Evelyn was intrigued. “Why is that?”
“I took their daughter away,” he muttered under his breath. “Although truthfully she was already gone. She came to Wolf’s Harbor. I didn’t meet her in Juneau and whisk her away. She was trying to escape them. Vivian was a bit of a free spirit.”
There was a pained sense of longing in his voice and Evelyn was envious, because she’d never felt that way about anyone ever—because she’d never let herself.
“Well, then, yes—I wouldn’t mind a gondola ride to the summit of Mount Roberts. I think that might be fun. I’ve never been up a mountain.”
He smirked. “You’re born and raised in Alaska and you’ve never been up a mountain. Pathetic.”
“Ha-ha.”
“Don’t fight,” Mo chirped from behind her book.
They both laughed at that.
“Who’s hungry?” Evelyn asked.
“Me!” Evie shouted, putting her book in her knapsack.
“Let’s get some lunch. We can come back after and see if we can see some whales in the water.”
Mo grinned and took Derek’s hand. “Sounds good!”
Evelyn picked up her bag and they made their way to the cafeteria. Derek and Mo were walking ahead and her heart skipped a beat, aching with a sense of longing to belong. To have family.

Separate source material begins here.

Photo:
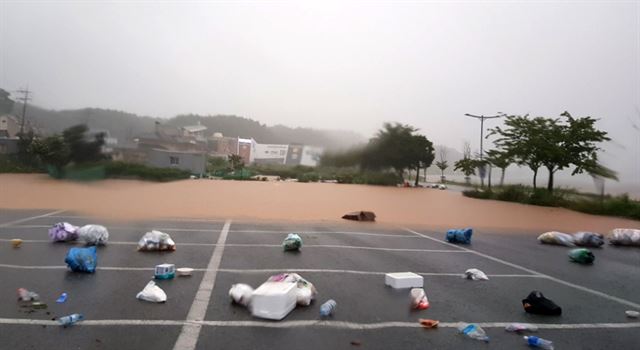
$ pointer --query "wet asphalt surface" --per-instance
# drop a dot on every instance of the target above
(252, 253)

She hadn’t felt this way since she’d lost her father, and even then it had been fleeting because her grandmother had taught her to harden her heart. To be emotionless.
“It’s how I coped with my disappointment with your father.”
Whatever, it had served her well.
Or had it?
Now, watching Derek and Mo, she wasn’t so sure.
She wasn’t sure what she wanted, but the part of herself she always relied on was telling her to run before she was hurt. To walk away from the family she so desperately wanted.
A family she didn’t really deserve.
CHAPTER NINE
THE TIME PASSED faster than Evelyn had expected. Mo kept them both on their toes and Derek teased her about letting her have a chocolate chip cookie and chocolate milk on the ferry.